Sometimes the implications and outcomes of making one choice over another are clear; but a lot of the time there’s mighty thick cloud cover. On those occasions I have found myself wishing for a crystal ball to foresee the results of a specific decision before I decide. And maybe some future convergence of digital technology and computing (“the singularity”) will offer an uber-intelligent clarity and vision to better inform which direction to take. But at this time we pretty much weigh our options and just do the best we can.
So, I’ve been wondering…is life’s learning trajectory essentially based on how we navigate through our own individual series of crossroads? For example…
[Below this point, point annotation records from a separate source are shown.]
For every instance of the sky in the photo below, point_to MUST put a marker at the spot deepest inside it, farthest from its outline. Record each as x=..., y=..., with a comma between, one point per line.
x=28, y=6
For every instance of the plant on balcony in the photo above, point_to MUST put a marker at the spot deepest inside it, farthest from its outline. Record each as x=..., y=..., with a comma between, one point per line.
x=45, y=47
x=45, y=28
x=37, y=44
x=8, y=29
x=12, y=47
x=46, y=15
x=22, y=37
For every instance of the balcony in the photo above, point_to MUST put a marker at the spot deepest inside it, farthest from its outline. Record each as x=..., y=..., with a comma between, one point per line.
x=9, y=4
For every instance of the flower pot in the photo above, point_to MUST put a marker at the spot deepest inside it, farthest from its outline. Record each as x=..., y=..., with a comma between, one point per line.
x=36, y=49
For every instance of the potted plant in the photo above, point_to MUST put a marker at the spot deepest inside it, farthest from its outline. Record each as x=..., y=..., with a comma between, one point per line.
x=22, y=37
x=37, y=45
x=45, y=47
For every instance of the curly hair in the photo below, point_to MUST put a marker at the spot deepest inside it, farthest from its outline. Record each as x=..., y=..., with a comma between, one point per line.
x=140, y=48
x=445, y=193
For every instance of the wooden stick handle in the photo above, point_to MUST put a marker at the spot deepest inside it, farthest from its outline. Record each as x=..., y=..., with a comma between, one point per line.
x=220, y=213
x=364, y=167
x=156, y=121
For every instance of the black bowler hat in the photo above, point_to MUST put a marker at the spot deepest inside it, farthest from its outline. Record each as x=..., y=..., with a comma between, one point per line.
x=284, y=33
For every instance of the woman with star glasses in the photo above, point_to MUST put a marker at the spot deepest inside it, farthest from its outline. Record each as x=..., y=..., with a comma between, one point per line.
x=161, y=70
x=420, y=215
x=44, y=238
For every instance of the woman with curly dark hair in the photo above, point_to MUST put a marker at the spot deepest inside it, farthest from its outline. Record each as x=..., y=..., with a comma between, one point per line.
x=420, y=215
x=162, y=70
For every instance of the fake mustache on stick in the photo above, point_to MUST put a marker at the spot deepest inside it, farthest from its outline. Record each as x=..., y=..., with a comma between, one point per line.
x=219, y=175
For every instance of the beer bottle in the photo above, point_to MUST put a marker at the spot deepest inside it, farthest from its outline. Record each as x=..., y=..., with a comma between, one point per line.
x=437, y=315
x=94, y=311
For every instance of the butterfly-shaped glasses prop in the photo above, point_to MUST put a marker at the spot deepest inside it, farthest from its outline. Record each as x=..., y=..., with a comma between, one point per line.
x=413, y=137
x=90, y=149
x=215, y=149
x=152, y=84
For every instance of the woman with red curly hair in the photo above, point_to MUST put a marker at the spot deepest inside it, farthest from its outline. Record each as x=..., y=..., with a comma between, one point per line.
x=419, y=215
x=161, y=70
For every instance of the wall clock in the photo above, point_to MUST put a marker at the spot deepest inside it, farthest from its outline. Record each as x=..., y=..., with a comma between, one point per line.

We have to make many decisions without benefit of much experience or perspective to guide us:
Which high school? What’s after that? What’s my career path? How do I approach parenting? Do I choose to be a parent?
Some decisions are made either by default (inertia, status quo), or because we are willing to take a chance and leap into the unknown:
Start a relationship or end the relationship? Take the job or leave the job? Stick close to home or move to a whole new place?
Some decisions can be heartbreaking, and represent a lack of positive choices at all:
Do I pay the rent or feed the kids? Support the family or get an education?
And many crossroads test our own moral compass and integrity:
Should I speak out or follow the pack? Stand up and take action or do nothing?
The chaotic complexity of an individual’s inward/outward subjective experience and learning is never still. Each person’s journey accretes a unique composition and form. And every decision point at every crossroads iteratively informs the ones still to come.
Through this lens, effectively teaching professional decision-making might rest on our ability to come alongside learners, and link our vast, collective landscape of lifelong learning with discrete and situational reflective practice. In other words, the ultimate “meta crossroads” are learning how to learn and deciding how to decide. Over and over. Each and every day.